Who would have thought it possible to satirize such a terrible time and have it come out in anything other than terrible taste? But New carries it off, using a pre-school aged child in a mixed family—with one Jewish parent and one Anglo parent—as his narrator. Several times the precocious tot points out aspects of his own narrative that are actually impossible, as for example when the child tells us exactly what is contained in something written and then blandly points out that he cannot read yet. It just makes it funnier.

The appealing thing about this novel is that it brings up the reality which should be obvious to any thinking person that has paid any attention to this particular time and place: most Germans as well as Austrians were entirely in favor of Hitler’s takeover, and although there were Jewish families, many of them in fact, that wanted out of Nazi-occupied Europe as quickly as they could go, there were others that had never embraced their culture and had converted to Christianity in some cases generations earlier; and such is the case with our protagonist’s family, which wants only to pass itself off as Aryan so that it can join in the party. Young Martin, the protagonist’s older brother, longs to become a member of the fearsome SS, Hitler’s storm-troopers. Ah, the uniforms! The ferocity! The authority!

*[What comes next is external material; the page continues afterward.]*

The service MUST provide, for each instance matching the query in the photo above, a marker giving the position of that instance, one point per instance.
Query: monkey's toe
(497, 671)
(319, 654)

Our toddler-narrator, meanwhile, observes his own family with platonic remove, contemplating which members have violated one edict or another and should therefore be turned in to the authorities. After all, that’s one of the things he has learned in school. Children are the future, and it’s up to them to weed out those older folk that fail to comply with important social changes.

It’s what Hitler would want him to do.

There’s one twist and then another, but overall I found that the story’s momentum lost steam as it progressed, because there was really just one joke here, and it could only be played so many ways before it became repetitious. Nevertheless, it’s wholly original, and when faced with an event as horrific as the Holocaust, one either has to laugh or cry.

And amazingly, New has created a way to help us laugh, at least for a little while.

Hitler is Alive!: Guaranteed True Stories Reported by the National Police Gazette, edited by Steven A. Westlake**

HitlerisaliveI was invited to read and review this compendium of articles from long ago by my friends at Open Road Integrated Media and Net Galley. I appreciate the invitation. The articles in the collection were really published in a tabloid by the title above during the period after World War II ended, and they are presented here as a bit of humorous nostalgia, rather like the spirit of Punch or The Onion. These articles will tickle the funny-bone of some of its readers, but it wasn’t a good match for me.

It appears that Hitler did indeed have a man-made island set up as a place of retreat; most likely, word of the USA’s nuclear weapons program had filtered through and so an alternate location was devised for him and those he needed with him. In the end, his defeat was so clear and so absolute that even he could see there was no point in going there. However, between the Allied leaders’ claims that he was dead before anyone really knew what had happened and a few other intriguing details, journalists had a great deal of fodder to chew on for the period that followed. The overall tone at times nears hysteria, and because of this, it seems comical now.

Because it was not written initially to be humorous but instead was regarded by its writer as hard journalism, there is a lot redundancy, with old facts being repeated and new ones added in. I suspect that a much more amusing novella could be written using these articles as their basis; on the other hand, Hitler has been the subject of so much other historical fiction that it would have to be unique indeed to stand out from the crowd.

Those considering purchasing this collection might do well to go to a retail site that offers a chance to read sample pages first. If it works for you, go ahead and make the purchase. I have to confess I made it about halfway through and then bailed.

This collection was published Jan 12 of this year and is available for purchase now.